A NEW guide to combat loneliness among people of all ages has been launched in a County Durham village.

Welcoming Lanchester is a free publication is being distributed to every home in the parish and contains important information about local services, groups, clubs, organisations and amenities that can help people connect with one another and get the support they need.

The guide has been created by a special working group comprising members of the Lanchester Medical Centre Patient Participation Group and the Lanchester Partnership, with support from Mid Durham Area Action Partnership (AAP) and Lanchester Parish Council.

Working group member David Friesner said: “One of the key aims of the guide is to provide information about loneliness in a way that helps raise awareness, understanding and a sense of ownership among the community.

“It’s all about starting conversations and bringing people together to make a positive difference.”

The group realised that loneliness can affect anyone and the often-held view that it is almost exclusive to older people is wrong.

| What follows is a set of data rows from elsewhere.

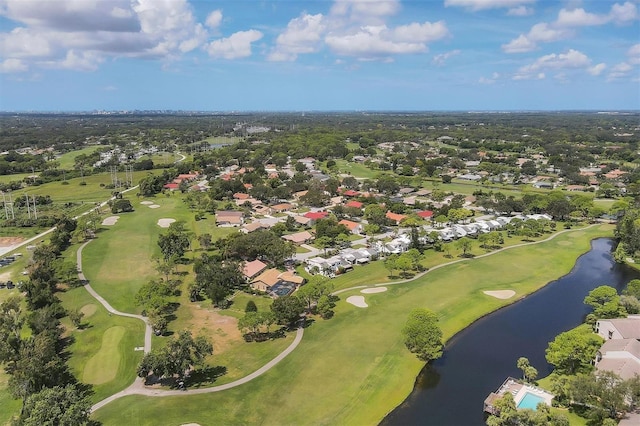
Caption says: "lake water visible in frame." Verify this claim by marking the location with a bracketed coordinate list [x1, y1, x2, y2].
[382, 238, 640, 426]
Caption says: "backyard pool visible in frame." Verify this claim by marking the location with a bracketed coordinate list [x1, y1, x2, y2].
[518, 392, 544, 410]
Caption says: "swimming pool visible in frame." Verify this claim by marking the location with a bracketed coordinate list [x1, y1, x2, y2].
[518, 392, 544, 410]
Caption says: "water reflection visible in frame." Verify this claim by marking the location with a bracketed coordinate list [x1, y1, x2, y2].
[382, 239, 640, 426]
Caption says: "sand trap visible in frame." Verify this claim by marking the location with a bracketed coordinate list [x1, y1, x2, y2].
[360, 287, 387, 294]
[483, 290, 516, 299]
[158, 219, 176, 228]
[80, 303, 98, 318]
[347, 296, 369, 308]
[102, 216, 120, 226]
[0, 237, 24, 247]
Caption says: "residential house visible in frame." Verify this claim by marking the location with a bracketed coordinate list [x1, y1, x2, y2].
[385, 211, 406, 225]
[596, 315, 640, 340]
[282, 231, 313, 246]
[251, 268, 281, 292]
[216, 210, 244, 226]
[242, 259, 267, 281]
[271, 203, 293, 213]
[338, 219, 363, 235]
[344, 200, 362, 209]
[595, 339, 640, 380]
[240, 222, 268, 234]
[303, 211, 329, 223]
[416, 210, 433, 220]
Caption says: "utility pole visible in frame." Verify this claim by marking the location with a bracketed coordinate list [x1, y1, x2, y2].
[24, 194, 31, 219]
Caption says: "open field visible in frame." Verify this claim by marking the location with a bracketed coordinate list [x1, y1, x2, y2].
[94, 225, 612, 425]
[58, 282, 144, 401]
[336, 160, 383, 179]
[56, 145, 109, 170]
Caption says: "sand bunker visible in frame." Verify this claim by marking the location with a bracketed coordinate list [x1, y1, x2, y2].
[102, 216, 120, 226]
[80, 303, 98, 318]
[347, 296, 369, 308]
[158, 219, 176, 228]
[360, 287, 387, 294]
[0, 237, 24, 247]
[483, 290, 516, 299]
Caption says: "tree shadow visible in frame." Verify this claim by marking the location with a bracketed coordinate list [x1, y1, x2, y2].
[186, 365, 227, 389]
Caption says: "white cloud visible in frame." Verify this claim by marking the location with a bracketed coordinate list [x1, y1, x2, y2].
[0, 58, 29, 74]
[267, 0, 449, 61]
[325, 27, 428, 60]
[627, 43, 640, 65]
[478, 72, 500, 84]
[392, 21, 449, 43]
[507, 6, 533, 16]
[0, 0, 222, 71]
[431, 49, 460, 67]
[502, 22, 572, 53]
[609, 2, 638, 25]
[502, 2, 638, 53]
[444, 0, 536, 11]
[607, 62, 637, 81]
[513, 49, 599, 80]
[325, 22, 449, 60]
[204, 10, 222, 29]
[267, 13, 326, 61]
[206, 30, 263, 59]
[330, 0, 400, 21]
[556, 8, 609, 27]
[587, 63, 607, 75]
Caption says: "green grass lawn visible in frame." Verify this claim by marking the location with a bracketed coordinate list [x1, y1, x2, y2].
[336, 160, 381, 179]
[58, 287, 144, 402]
[94, 225, 612, 425]
[56, 145, 108, 170]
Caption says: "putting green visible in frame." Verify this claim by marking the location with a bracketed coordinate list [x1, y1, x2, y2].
[80, 303, 98, 318]
[82, 325, 125, 385]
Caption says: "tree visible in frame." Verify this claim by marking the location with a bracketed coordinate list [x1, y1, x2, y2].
[198, 234, 211, 250]
[18, 384, 91, 426]
[111, 198, 133, 214]
[396, 253, 413, 277]
[244, 300, 258, 312]
[568, 371, 633, 424]
[584, 285, 620, 318]
[69, 309, 84, 328]
[138, 330, 213, 380]
[296, 275, 333, 312]
[402, 308, 442, 361]
[456, 237, 471, 257]
[545, 325, 602, 374]
[622, 280, 640, 300]
[271, 296, 304, 326]
[158, 228, 190, 261]
[384, 254, 398, 277]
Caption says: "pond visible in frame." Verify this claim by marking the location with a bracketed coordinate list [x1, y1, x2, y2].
[382, 238, 640, 426]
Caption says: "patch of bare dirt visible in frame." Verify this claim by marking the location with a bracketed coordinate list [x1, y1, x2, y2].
[0, 237, 24, 247]
[189, 305, 244, 354]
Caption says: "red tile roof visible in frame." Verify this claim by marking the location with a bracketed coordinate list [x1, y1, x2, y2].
[303, 212, 329, 220]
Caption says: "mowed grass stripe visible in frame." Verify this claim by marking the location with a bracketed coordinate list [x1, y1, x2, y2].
[94, 226, 612, 425]
[82, 326, 127, 385]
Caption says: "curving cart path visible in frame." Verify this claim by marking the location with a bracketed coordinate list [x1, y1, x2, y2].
[84, 224, 597, 411]
[76, 241, 304, 411]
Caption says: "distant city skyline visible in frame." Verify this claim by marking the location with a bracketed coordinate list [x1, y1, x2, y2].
[0, 0, 640, 111]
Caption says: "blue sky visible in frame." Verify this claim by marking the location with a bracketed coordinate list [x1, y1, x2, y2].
[0, 0, 640, 111]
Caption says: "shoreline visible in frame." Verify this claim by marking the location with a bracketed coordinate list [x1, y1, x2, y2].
[376, 235, 614, 425]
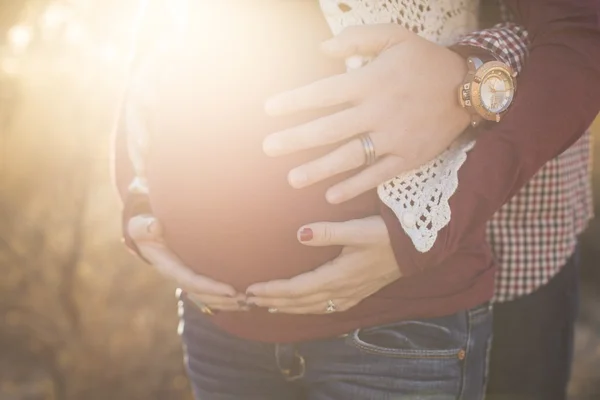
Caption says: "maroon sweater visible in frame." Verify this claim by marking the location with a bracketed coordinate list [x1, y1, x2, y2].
[115, 0, 600, 342]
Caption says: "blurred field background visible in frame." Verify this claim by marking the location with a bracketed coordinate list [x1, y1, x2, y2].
[0, 0, 600, 400]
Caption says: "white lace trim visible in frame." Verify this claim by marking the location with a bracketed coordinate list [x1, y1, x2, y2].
[377, 139, 475, 252]
[320, 0, 478, 252]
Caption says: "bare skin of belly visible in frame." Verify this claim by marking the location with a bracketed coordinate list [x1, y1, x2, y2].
[149, 0, 377, 290]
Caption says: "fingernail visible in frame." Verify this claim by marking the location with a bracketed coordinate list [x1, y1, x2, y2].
[299, 228, 313, 242]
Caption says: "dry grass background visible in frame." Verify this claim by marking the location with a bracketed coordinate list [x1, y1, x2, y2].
[0, 1, 600, 400]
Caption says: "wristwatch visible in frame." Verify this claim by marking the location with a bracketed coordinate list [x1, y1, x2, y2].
[458, 57, 517, 126]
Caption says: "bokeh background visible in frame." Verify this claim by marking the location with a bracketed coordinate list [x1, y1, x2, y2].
[0, 0, 600, 400]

This is backed up by the BBC Loneliness Experiment Survey 2018, which found that young people are the group who say they feel the loneliest.

Forty per cent of 16 to 24-year-old said they often or very often feel lonely, compared with 27 per cent of over 75s.

To reflect this, Welcoming Lanchester is divided into different sections, with chapters aimed at older and younger people, along with information for families, new people moving into the area and those living in more isolated rural locations.

There is also a section about the benefits of volunteering and advice on where to find out about opportunities in the area.

On Thursday, residents, local dignitaries, health professionals and representatives from Durham County Council, community groups and charities gathered to celebrate its official launch.

Fellow member Marian Morrison said: “Although Lanchester is a bustling village with many clubs and community activities, loneliness still exists here.

“Loneliness can affect us all, regardless of age or whether we live alone, and it’s vital we do as much as we can to ensure everyone feels a part of our community.”

Councillor Lucy Hovvels, from Durham County, said: “Loneliness is a national issue and it is good to see its profile has been raised in recent years.”